From a supply chain perspective, pandemic response can be conceived as a local-to-global effort to manage demand for health care. Supply chain professionals typically work to deliver more faster. But in this case, we want to deliver fewer covid patients to hospitals and slow overall deliveries.

To do this, various methods have been deployed to slow transmission and reduce virulence in case of transmission. Since January 2020 several non-pharmaceutical methods have been attempted.  Since December 2020 a handful of vaccines have started to be used.

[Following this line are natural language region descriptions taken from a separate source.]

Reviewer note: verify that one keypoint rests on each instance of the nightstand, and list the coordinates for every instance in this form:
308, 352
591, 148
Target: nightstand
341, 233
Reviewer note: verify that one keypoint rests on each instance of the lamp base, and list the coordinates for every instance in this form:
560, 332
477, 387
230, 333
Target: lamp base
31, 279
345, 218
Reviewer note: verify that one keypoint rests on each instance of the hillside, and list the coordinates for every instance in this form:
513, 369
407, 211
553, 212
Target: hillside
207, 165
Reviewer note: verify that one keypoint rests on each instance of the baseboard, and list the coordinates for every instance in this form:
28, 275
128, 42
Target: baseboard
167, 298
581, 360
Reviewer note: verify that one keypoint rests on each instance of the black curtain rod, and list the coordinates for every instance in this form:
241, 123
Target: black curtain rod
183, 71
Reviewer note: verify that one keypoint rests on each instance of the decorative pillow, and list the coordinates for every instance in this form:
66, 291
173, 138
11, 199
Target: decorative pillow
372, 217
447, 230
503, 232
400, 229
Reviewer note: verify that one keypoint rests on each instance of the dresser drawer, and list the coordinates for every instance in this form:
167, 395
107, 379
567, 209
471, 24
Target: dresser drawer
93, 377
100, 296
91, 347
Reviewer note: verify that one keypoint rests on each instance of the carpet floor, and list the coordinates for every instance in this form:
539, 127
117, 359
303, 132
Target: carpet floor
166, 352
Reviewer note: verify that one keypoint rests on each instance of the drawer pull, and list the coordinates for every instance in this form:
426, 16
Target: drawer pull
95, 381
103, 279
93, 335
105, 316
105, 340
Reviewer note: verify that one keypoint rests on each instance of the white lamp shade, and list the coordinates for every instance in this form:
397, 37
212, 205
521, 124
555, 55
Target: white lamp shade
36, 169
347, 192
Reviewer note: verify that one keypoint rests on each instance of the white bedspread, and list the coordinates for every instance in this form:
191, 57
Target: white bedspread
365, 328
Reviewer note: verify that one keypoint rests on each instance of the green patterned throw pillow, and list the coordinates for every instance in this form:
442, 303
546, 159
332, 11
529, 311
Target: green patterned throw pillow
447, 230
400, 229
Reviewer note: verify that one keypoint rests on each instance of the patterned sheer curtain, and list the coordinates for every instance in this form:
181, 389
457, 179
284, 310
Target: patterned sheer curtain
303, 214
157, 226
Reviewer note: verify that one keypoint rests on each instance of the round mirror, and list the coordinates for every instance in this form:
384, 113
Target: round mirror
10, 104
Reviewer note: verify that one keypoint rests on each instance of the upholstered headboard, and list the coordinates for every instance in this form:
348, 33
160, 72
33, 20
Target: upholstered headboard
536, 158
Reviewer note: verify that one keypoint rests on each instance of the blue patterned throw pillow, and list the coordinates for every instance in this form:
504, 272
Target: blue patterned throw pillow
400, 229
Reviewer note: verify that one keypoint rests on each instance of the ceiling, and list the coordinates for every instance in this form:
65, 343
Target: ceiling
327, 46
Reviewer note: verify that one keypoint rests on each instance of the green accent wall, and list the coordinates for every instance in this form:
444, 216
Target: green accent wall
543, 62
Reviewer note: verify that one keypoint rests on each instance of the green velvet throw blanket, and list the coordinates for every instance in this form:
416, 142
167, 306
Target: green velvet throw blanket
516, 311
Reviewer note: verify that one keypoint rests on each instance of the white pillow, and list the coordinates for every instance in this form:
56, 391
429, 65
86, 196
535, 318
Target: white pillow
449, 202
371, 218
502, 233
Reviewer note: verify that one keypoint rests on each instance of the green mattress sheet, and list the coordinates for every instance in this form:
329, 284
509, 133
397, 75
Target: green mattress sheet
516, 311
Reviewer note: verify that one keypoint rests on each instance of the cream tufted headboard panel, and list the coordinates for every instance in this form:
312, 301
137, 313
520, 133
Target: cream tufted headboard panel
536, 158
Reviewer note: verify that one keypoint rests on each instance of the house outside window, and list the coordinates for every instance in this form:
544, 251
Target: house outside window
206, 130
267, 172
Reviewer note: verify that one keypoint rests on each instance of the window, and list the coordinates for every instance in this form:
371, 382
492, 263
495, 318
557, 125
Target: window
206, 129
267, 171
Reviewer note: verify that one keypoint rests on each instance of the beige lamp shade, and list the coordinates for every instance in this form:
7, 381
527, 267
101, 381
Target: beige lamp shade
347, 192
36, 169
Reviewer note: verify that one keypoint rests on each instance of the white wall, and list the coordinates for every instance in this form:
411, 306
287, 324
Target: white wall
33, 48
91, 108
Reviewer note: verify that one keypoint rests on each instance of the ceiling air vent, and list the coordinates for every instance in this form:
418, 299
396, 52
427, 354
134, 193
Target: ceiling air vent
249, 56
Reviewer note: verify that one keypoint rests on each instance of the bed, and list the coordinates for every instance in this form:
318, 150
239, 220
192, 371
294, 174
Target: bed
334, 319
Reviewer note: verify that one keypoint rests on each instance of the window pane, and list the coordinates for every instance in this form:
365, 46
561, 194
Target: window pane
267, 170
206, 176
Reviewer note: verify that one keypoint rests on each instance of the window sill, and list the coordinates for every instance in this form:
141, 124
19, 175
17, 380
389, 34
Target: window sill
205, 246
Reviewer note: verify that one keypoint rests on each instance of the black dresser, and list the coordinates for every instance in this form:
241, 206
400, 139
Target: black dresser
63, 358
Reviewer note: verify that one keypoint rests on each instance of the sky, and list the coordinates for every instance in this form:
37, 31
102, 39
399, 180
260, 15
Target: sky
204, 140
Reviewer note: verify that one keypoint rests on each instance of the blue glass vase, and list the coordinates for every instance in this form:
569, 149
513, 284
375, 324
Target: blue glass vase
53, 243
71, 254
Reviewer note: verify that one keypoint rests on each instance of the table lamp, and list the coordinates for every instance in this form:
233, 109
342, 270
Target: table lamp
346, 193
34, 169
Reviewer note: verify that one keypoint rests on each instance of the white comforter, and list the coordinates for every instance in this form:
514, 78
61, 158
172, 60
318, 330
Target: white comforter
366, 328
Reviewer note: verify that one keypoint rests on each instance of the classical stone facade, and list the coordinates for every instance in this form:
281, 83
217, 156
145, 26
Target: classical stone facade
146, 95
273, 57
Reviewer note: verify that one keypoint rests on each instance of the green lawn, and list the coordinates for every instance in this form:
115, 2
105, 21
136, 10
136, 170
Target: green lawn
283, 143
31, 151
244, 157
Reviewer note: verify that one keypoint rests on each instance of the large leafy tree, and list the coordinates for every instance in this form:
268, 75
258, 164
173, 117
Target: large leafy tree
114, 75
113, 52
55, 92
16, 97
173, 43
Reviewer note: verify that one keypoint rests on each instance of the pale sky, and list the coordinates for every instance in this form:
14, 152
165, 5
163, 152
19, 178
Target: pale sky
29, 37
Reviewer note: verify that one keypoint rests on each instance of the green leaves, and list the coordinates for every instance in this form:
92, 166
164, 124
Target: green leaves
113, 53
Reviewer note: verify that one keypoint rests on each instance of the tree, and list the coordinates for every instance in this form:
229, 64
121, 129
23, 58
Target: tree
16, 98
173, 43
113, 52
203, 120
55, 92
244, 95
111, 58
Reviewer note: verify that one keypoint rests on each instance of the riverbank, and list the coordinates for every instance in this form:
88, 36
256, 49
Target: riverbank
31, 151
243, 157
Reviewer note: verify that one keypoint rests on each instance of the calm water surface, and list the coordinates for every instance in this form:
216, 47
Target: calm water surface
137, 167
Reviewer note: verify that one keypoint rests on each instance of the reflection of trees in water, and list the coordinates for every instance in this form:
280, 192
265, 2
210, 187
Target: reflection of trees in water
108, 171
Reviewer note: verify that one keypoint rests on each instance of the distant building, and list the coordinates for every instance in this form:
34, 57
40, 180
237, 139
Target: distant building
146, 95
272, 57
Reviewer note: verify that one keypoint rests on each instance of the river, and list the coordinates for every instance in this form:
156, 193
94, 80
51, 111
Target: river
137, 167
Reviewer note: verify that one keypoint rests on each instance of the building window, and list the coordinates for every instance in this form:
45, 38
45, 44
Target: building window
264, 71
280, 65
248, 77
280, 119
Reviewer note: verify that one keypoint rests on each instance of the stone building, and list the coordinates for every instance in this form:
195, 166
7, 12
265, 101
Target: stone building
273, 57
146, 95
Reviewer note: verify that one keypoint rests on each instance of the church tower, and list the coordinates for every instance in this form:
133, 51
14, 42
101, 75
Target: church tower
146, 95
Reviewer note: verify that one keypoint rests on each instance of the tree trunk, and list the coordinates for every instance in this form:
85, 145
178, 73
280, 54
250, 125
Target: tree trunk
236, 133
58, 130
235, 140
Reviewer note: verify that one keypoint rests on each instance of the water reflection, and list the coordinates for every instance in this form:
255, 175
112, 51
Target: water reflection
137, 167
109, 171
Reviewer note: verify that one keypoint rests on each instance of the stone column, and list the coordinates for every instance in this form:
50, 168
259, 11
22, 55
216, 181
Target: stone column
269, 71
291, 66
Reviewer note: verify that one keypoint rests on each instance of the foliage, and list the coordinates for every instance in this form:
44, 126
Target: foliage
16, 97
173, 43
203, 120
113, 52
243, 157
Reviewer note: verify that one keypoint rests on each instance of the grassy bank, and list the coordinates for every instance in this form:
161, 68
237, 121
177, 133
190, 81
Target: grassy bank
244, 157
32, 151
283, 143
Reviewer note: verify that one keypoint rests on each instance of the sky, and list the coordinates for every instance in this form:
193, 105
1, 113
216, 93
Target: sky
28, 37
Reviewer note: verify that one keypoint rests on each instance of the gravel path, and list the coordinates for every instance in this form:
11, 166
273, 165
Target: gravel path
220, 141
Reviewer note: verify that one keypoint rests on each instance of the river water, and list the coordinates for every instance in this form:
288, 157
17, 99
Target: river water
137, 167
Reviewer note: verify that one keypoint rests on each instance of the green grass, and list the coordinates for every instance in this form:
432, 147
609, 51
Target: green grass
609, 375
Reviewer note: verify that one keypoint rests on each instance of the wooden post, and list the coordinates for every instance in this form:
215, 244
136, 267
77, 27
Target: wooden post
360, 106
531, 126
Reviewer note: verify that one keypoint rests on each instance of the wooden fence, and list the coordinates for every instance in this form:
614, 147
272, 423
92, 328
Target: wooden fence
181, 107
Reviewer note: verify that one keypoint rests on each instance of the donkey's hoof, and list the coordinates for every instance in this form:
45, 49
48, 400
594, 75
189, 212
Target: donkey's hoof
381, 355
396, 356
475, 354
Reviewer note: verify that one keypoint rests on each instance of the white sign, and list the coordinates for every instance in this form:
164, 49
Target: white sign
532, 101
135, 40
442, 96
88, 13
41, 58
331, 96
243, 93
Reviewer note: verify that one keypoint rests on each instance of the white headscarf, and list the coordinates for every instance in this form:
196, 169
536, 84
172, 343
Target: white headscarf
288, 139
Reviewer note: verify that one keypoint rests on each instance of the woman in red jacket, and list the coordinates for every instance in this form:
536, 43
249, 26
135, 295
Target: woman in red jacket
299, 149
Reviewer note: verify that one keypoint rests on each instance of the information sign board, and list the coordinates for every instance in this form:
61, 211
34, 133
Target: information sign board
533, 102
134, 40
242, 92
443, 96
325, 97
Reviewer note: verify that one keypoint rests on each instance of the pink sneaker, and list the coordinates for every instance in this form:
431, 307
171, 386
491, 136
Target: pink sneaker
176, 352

Non-pharmaceutical practices have been applied inconsistently.  But there is evidence that transmission velocity for the virus is reduced when people circulate less overall and per-capita time spent in crowded, non-ventilated, interior spaces is reduced. 

The interaction between human circulation and viral transmission is implied by chart below.  More localized results often suggest tighter correlations.  The CDC mobility site allows data-display at the state and county level.  For even more localized analysis and mitigation possibilities, please see this report from the journal Nature: Mobility Network Models for Covid-19.


Reduced circulation is a passive way to give the virus fewer options to reproduce, slowing overall transmission.  Vaccines are an active means of fighting the virus when an individual is exposed to the contagion.  Once a large proportion of the population — or a crucial sub-population — is vaccinated, the velocity of viral transmission (and disease consequences) can be substantially reduced.

Since mid-December the US vaccination campaign has focused on health-care providers and those over age 65.  Today roughly 80 percent of the older age cohort has been vaccinated.  Hospitalization rates for this population demonstrate the efficacy of vaccinations to reduce demand for health-care.  (Please see more from The Financial Times.)

The virus will continue to evolve in order to maximize its reproductive options.  Mid-April saw more new covid cases confirmed — 5 million plus — than any prior week.  The more human circulation, the more opportunity for viral evolution. The challenge is to evolve our pharmaceutical and non-pharmaceutical practices to minimize covid’s flow.  Until we achieve at least 70 percent local-to-global vaccination rates, interior crowds give the virus fertile incubators for finding ways around our best demand-management efforts.